Little is known about metabolic vulnerabilities in oncogene-driven lung cancer. Here, we performed a phosphoproteomic screen in anaplastic lymphoma kinase (ALK)-rearranged (“ALK+”) patient-derived cell lines and identified guanylate kinase 1 (GUK1), a GDP-synthesizing enzyme, as a novel target of ALK signaling in lung cancer. We demonstrate that ALK binds to and phosphorylates GUK1 at tyrosine 74 (Y74), resulting in increased GDP biosynthesis. Spatially resolved mass spectrometry imaging of ALK+ patient tumor specimens shows enhanced phosphorylation of GUK1 that significantly correlates with guanine nucleotides in situ.

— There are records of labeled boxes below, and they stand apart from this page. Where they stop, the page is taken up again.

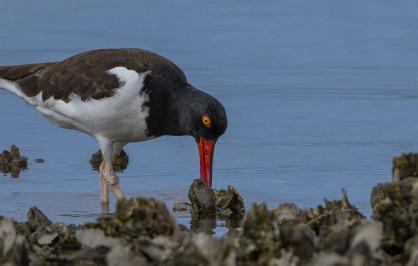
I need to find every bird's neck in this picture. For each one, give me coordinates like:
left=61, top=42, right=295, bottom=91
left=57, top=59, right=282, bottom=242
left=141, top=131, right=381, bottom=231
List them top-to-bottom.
left=147, top=83, right=194, bottom=137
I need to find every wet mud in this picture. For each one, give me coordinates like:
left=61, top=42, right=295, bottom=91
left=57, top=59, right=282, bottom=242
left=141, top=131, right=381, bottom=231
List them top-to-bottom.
left=0, top=154, right=418, bottom=266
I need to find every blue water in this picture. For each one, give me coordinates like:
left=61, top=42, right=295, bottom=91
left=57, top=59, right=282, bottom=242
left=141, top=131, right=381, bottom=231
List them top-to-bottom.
left=0, top=0, right=418, bottom=233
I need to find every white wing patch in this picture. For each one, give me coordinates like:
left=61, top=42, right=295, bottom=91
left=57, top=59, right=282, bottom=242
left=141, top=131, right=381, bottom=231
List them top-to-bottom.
left=11, top=67, right=151, bottom=143
left=0, top=79, right=36, bottom=105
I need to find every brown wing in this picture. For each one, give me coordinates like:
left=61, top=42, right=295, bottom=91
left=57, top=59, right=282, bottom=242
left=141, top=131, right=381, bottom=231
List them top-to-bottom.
left=0, top=48, right=187, bottom=101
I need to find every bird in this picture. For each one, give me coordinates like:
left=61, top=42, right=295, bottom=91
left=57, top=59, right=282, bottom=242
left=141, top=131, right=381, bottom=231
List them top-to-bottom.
left=0, top=48, right=228, bottom=212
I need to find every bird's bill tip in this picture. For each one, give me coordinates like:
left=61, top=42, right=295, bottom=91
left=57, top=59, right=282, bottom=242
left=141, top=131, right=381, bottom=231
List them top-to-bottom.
left=198, top=137, right=216, bottom=186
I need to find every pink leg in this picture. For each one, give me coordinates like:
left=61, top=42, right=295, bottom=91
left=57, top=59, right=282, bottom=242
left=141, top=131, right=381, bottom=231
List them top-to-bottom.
left=97, top=138, right=123, bottom=212
left=99, top=162, right=109, bottom=213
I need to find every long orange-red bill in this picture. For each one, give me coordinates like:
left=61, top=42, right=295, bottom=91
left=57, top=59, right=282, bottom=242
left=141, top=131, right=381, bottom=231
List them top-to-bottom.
left=198, top=137, right=215, bottom=186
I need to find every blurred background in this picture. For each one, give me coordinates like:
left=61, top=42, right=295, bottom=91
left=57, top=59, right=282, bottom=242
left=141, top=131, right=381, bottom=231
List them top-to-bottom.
left=0, top=0, right=418, bottom=233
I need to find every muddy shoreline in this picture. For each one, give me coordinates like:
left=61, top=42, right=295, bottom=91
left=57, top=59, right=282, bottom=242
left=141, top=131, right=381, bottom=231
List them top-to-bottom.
left=0, top=154, right=418, bottom=266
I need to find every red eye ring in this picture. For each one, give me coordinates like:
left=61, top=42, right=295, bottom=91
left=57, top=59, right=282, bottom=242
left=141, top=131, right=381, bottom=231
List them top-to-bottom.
left=201, top=115, right=212, bottom=128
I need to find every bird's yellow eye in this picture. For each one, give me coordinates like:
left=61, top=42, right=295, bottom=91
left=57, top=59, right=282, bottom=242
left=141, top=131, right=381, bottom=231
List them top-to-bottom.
left=202, top=115, right=212, bottom=128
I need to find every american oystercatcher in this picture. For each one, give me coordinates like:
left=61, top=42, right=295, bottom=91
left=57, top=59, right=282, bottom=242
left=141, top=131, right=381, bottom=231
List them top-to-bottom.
left=0, top=49, right=227, bottom=211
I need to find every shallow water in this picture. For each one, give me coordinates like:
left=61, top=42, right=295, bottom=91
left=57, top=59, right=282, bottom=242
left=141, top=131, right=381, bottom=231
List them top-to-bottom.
left=0, top=0, right=418, bottom=233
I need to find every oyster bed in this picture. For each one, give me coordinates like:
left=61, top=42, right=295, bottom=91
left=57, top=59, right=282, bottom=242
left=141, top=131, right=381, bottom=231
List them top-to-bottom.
left=0, top=154, right=418, bottom=266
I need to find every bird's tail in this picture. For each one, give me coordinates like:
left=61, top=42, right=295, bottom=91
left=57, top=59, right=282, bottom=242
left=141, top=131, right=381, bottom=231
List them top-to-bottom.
left=0, top=63, right=52, bottom=98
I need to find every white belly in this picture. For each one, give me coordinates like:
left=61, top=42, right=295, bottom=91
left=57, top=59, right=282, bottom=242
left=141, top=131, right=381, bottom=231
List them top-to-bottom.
left=30, top=67, right=152, bottom=143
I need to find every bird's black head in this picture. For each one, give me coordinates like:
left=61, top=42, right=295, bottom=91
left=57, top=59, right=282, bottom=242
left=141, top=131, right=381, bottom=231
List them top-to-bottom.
left=147, top=84, right=228, bottom=185
left=182, top=86, right=228, bottom=143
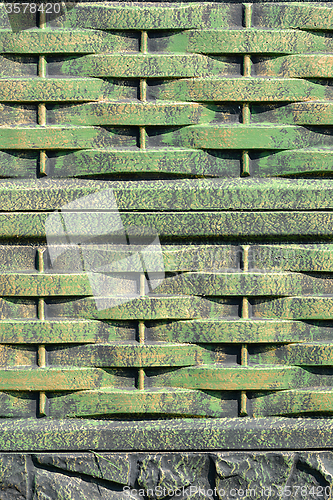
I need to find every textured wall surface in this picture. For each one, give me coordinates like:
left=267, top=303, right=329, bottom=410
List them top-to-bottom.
left=0, top=2, right=333, bottom=494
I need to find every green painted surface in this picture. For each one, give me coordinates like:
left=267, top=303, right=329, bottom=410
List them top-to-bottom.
left=0, top=1, right=333, bottom=452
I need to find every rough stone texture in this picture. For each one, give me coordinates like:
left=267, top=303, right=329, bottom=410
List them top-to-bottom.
left=0, top=451, right=333, bottom=500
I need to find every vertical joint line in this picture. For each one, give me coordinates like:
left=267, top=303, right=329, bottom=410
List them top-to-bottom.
left=241, top=3, right=252, bottom=177
left=243, top=3, right=252, bottom=28
left=37, top=9, right=46, bottom=176
left=38, top=9, right=46, bottom=30
left=139, top=31, right=148, bottom=149
left=240, top=245, right=250, bottom=417
left=37, top=248, right=46, bottom=417
left=138, top=273, right=146, bottom=391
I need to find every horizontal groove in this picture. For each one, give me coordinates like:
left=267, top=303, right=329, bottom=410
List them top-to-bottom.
left=52, top=2, right=236, bottom=30
left=0, top=28, right=135, bottom=54
left=48, top=53, right=232, bottom=78
left=257, top=53, right=333, bottom=78
left=0, top=77, right=333, bottom=102
left=154, top=77, right=333, bottom=102
left=47, top=101, right=217, bottom=126
left=0, top=179, right=333, bottom=210
left=0, top=211, right=333, bottom=239
left=0, top=274, right=333, bottom=296
left=253, top=297, right=333, bottom=320
left=0, top=318, right=333, bottom=348
left=146, top=318, right=333, bottom=349
left=0, top=319, right=120, bottom=344
left=48, top=343, right=217, bottom=368
left=250, top=343, right=333, bottom=367
left=150, top=365, right=333, bottom=391
left=0, top=367, right=117, bottom=391
left=251, top=388, right=333, bottom=417
left=48, top=389, right=238, bottom=418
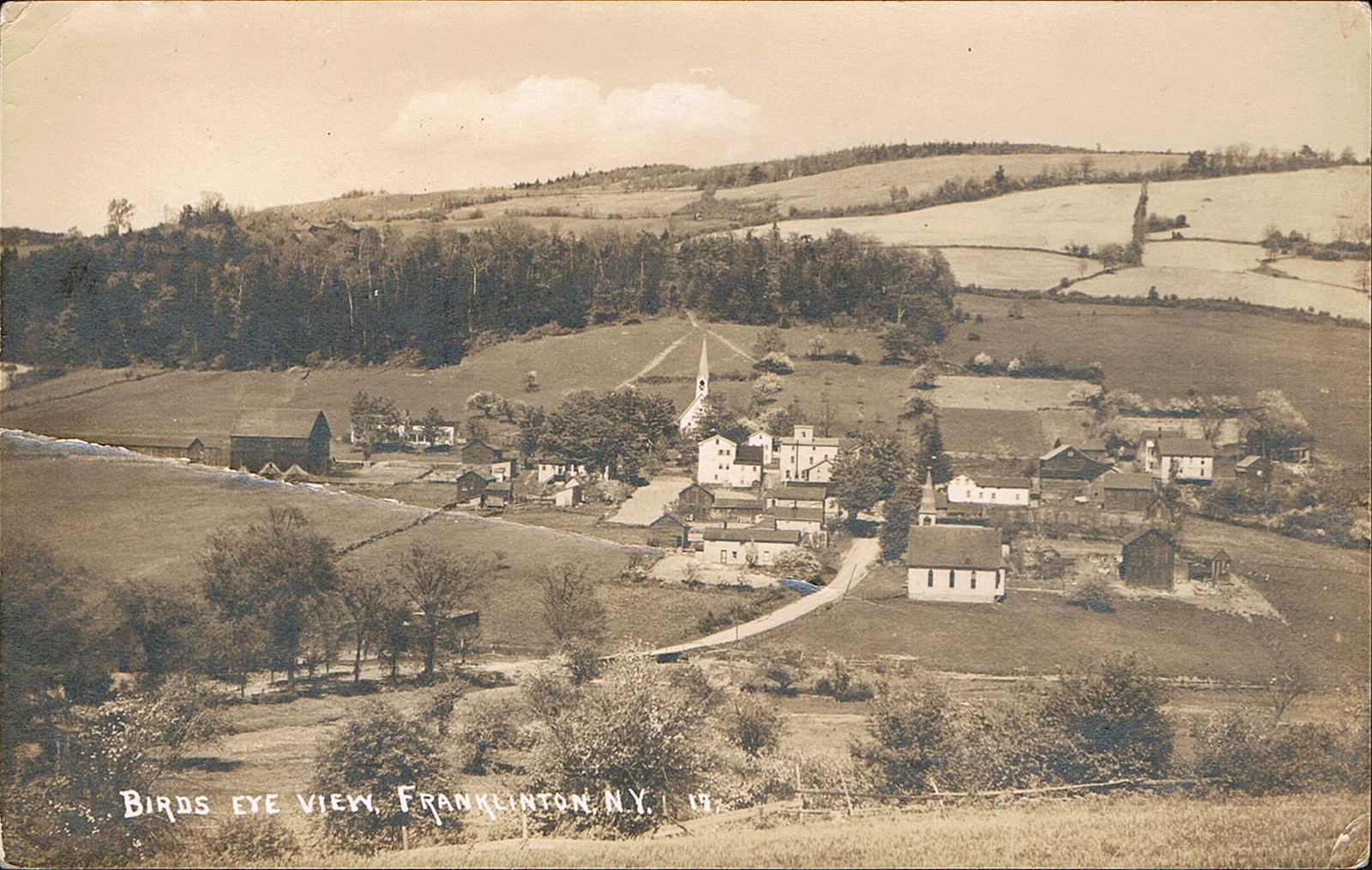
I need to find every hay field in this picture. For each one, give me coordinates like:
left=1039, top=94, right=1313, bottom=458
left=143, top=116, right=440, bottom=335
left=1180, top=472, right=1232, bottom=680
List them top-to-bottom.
left=715, top=153, right=1185, bottom=214
left=1148, top=166, right=1372, bottom=241
left=1143, top=240, right=1267, bottom=272
left=938, top=247, right=1100, bottom=289
left=1272, top=257, right=1369, bottom=293
left=1072, top=266, right=1372, bottom=323
left=940, top=293, right=1372, bottom=465
left=0, top=438, right=785, bottom=648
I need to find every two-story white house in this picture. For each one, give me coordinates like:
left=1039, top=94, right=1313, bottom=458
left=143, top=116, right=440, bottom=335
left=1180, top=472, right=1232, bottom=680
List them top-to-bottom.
left=777, top=426, right=839, bottom=483
left=1139, top=432, right=1214, bottom=483
left=695, top=435, right=763, bottom=488
left=948, top=474, right=1029, bottom=506
left=906, top=526, right=1006, bottom=601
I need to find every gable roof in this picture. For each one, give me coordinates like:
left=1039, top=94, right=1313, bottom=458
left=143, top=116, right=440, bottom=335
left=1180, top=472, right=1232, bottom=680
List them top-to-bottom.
left=229, top=408, right=329, bottom=438
left=1158, top=438, right=1214, bottom=456
left=734, top=444, right=763, bottom=465
left=963, top=474, right=1029, bottom=490
left=906, top=526, right=1002, bottom=571
left=705, top=529, right=800, bottom=545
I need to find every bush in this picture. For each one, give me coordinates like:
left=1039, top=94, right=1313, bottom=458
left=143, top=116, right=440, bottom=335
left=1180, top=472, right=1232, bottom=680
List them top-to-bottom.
left=753, top=351, right=796, bottom=375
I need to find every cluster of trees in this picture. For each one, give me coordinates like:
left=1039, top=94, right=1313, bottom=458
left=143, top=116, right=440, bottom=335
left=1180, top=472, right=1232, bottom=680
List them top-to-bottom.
left=0, top=214, right=955, bottom=369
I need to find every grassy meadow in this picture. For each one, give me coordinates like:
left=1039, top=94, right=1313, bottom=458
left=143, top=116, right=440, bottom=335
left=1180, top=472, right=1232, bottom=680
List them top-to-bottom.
left=762, top=166, right=1372, bottom=251
left=940, top=293, right=1372, bottom=465
left=0, top=440, right=796, bottom=649
left=362, top=794, right=1368, bottom=867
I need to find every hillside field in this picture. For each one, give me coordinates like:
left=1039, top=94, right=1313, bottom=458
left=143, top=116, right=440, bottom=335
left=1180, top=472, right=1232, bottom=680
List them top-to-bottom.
left=778, top=166, right=1372, bottom=251
left=940, top=293, right=1372, bottom=465
left=0, top=437, right=790, bottom=648
left=361, top=793, right=1368, bottom=867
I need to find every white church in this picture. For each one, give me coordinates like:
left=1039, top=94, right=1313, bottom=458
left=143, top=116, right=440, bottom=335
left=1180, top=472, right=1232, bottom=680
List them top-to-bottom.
left=677, top=339, right=709, bottom=432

Abrogation of GUK1 phosphorylation reduces intracellular GDP and GTP pools and decreases MAPK signaling through impaired Ras-GTP loading. A GUK1 variant that cannot be phosphorylated (Y74F) decreases tumor proliferation in vitro and in vivo. Beyond ALK, we determined that other oncogenic fusion proteins in lung cancer also regulate GUK1 phosphorylation. These studies may pave the way for the development of new therapeutic approaches by exploiting metabolic dependencies in oncogene-driven lung cancers.